Editorial: Lessons from CareerSource travesty

Federal regulators find more than $17 million in questionable spending, fake reports and a lack of oversight. Elected officials should pay closer attention.
DOUGLAS R. CLIFFORD   |   Times   
Edward Peachey, the former president and CEO of CareerSource Tampa Bay and CEO of CareerSource Pinellas. (2018)
DOUGLAS R. CLIFFORD | Times Edward Peachey, the former president and CEO of CareerSource Tampa Bay and CEO of CareerSource Pinellas. (2018)
Published May 22
Updated May 22

A blistering report by federal regulators on the renegade CareerSource job agencies minces no words about the corrupt culture and the misspending of millions of tax dollars. It also makes clear that elected officials in both Hillsborough and Pinellas counties share responsibility for the lack of oversight and institutional controls that created an environment ripe for abuse. The federal criminal investigations should continue, and there is a broader lesson about the risks of farming out public money and responsibilities to obscure agencies or nonprofits without adequate supervision.

The U.S. Department of Labor’s monthslong investigation was triggered by a series of reports by the Tampa Bay Times’ Mark Puente and Zachary Sampson, and it confirmed the Times’ findings. Those findings included evidence of fraudulent job placements, falsified records and a toxic work environment designed to create the appearance of remarkable success. The federal report found more than $17.6 million in questionable costs that may have to be reimbursed. It’s a stunning number exceeded only by the extent of the rogue operations that were allowed to fester for years.

Of course, the federal report focuses on Edward Peachey, the former CEO of both CareerSource Tampa Bay in Hillsborough and CareerSource Pinellas. It details how Peachey, who was ousted following the Times’ reports, essentially handpicked candidates for the boards who were appointed by the county commissions. Then he controlled the boards by manipulating the administrative structures and “by exercising complete control of all communications, operations and outcomes.’’ Naturally, that absolute power with no internal controls and virtually no external oversight led to abuse.

Taxpayers and voters take note: Federal regulators do not let local elected officials and CareerSource board members off the hook. The report says their failure “to exercise proper fiduciary oversight created an environment vulnerable to mismanagement, waste, fraud and abuse to occur undetected.’’ It cites a lack of knowledge among elected officials and board members about their roles and responsibilities, and failures to properly recruit and vet CareerSource board members. So while Peachey exploited the situation, county commissioners and board members helped create the environment that allowed that to occur.

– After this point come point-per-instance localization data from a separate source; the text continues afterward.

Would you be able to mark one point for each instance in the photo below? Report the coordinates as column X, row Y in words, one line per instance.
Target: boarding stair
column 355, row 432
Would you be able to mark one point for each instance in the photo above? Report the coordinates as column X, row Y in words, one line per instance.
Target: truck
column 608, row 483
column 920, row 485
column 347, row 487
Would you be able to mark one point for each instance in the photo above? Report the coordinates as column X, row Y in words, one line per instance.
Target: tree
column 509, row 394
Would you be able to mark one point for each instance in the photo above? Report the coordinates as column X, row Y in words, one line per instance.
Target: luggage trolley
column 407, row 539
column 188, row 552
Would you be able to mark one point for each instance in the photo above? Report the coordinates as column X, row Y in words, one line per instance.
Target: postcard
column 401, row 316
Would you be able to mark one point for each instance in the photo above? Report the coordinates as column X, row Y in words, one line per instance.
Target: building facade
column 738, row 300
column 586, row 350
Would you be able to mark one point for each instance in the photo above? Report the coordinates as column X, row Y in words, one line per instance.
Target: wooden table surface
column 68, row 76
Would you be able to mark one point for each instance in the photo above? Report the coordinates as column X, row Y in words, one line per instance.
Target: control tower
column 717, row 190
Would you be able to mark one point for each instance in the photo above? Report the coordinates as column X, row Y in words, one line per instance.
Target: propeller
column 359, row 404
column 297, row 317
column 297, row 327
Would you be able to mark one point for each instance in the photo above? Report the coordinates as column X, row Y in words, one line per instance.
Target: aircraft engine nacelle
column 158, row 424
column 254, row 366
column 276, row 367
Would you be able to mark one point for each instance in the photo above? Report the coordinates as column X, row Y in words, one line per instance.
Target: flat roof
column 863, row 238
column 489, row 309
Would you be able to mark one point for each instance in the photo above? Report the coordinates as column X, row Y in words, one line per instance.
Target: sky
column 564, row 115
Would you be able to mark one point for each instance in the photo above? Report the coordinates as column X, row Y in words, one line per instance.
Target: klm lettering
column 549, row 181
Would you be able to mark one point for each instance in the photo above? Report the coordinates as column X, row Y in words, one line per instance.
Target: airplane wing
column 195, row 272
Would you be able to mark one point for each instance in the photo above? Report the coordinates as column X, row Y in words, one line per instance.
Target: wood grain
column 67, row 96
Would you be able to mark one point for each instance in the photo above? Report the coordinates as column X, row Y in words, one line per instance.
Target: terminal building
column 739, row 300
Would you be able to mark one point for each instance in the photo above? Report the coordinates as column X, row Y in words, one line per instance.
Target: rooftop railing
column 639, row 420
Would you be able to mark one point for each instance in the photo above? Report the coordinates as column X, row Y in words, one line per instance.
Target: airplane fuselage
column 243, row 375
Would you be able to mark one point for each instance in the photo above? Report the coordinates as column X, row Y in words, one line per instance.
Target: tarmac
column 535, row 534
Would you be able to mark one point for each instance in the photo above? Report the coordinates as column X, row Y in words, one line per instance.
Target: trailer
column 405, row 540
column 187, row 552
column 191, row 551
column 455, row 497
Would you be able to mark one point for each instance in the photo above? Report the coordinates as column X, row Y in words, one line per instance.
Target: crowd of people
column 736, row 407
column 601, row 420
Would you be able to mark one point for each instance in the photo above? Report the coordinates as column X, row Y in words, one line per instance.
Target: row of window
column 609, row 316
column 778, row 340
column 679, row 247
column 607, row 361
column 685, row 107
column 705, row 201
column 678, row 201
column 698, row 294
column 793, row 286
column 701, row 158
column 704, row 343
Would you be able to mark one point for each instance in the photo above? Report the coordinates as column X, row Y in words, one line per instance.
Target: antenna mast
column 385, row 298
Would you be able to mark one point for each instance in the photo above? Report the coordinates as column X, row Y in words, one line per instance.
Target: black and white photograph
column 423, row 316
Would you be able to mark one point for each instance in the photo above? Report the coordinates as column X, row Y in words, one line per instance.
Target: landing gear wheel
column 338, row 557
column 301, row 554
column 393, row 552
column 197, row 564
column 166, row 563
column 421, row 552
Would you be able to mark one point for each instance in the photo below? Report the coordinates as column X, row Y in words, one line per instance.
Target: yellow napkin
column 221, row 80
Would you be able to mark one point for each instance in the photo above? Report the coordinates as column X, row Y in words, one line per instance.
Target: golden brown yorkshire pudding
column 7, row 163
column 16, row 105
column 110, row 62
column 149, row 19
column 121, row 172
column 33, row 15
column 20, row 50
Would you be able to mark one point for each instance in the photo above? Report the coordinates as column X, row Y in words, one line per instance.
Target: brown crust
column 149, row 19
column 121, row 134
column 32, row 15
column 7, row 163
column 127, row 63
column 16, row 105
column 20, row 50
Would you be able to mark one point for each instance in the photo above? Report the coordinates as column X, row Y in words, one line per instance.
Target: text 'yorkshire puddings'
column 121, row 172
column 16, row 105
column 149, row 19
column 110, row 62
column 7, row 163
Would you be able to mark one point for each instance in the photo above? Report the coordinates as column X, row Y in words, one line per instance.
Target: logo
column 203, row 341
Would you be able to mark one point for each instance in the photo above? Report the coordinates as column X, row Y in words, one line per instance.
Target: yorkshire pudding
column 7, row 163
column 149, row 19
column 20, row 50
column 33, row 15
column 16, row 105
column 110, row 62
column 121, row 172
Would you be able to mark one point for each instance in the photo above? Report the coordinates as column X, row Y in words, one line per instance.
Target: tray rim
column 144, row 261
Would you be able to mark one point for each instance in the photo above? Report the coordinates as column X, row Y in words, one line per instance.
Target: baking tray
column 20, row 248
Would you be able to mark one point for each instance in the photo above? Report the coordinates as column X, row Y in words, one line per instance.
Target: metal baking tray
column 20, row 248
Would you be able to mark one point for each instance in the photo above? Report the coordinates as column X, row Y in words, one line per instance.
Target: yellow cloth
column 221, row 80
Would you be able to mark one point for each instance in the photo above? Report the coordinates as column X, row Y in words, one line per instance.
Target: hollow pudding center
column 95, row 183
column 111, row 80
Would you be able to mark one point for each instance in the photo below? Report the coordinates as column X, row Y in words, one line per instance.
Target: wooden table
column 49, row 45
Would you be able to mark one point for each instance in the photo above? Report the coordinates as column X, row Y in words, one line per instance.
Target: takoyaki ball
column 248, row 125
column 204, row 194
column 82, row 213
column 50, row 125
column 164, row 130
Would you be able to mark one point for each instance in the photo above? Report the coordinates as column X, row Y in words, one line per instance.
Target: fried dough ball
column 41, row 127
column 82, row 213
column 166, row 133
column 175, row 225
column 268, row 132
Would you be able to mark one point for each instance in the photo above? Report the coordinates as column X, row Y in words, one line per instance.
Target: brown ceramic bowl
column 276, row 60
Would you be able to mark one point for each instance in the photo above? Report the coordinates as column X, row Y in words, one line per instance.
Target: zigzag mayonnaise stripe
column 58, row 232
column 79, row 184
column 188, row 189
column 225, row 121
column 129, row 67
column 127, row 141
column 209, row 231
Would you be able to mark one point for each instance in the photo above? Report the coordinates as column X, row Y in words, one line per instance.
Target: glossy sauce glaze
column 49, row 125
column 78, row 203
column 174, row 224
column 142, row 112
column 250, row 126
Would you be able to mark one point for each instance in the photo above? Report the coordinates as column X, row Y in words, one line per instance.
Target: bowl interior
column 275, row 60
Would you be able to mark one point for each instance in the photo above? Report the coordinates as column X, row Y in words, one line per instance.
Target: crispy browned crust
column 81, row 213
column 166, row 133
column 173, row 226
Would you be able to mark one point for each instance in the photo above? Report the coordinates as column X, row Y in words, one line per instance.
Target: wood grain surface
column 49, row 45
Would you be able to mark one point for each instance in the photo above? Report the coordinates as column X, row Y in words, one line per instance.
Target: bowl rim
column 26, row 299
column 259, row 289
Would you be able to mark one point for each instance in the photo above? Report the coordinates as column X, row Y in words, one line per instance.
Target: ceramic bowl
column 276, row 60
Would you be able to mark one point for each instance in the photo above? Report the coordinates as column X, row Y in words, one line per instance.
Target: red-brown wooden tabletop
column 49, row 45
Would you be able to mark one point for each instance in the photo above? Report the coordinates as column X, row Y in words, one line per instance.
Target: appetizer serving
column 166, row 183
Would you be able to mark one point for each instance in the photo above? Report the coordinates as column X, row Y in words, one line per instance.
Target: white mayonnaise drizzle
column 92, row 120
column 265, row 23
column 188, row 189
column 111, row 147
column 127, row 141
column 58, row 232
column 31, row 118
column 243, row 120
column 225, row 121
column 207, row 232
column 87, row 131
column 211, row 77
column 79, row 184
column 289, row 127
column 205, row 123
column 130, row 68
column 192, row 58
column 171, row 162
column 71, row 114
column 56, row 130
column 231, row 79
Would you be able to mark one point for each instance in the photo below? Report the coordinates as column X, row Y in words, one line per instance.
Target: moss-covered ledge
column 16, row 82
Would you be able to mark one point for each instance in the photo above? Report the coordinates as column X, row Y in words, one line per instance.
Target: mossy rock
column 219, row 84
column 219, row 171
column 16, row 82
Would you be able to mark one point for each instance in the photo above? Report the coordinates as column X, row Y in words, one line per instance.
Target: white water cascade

Most of the questionable spending that could be disallowed are cited in two findings by federal regulators that were first reported by the Times. More than $9.7 million was steered to area businesses for job training without documentation that the new workers needed the training or were even eligible, which led to padded numbers touting the success of CareerSource. The agencies distributed another $5.4 million in gas cards and prepaid debit cards like candy, mailing out most of them without even verifying if the recipients needed the help or were the right people in the first place.

Peachey is gone. CareerSource Tampa Bay and CareerSource Pinellas have been separated, and new leaders and new policies are in place. But the Department of Labor’s unvarnished findings are not and should not be the final word. The state’s Department of Economic Opportunity, which oversees two dozen CareerSource offices, has 45 days to respond. The FBI and the Labor Department should continue their criminal investigations. And county commissioners in both Pinellas and Hillsborough should have learned a lesson from this CareerSource debacle and ensure they provide appropriate oversight to such agencies so this never happens again.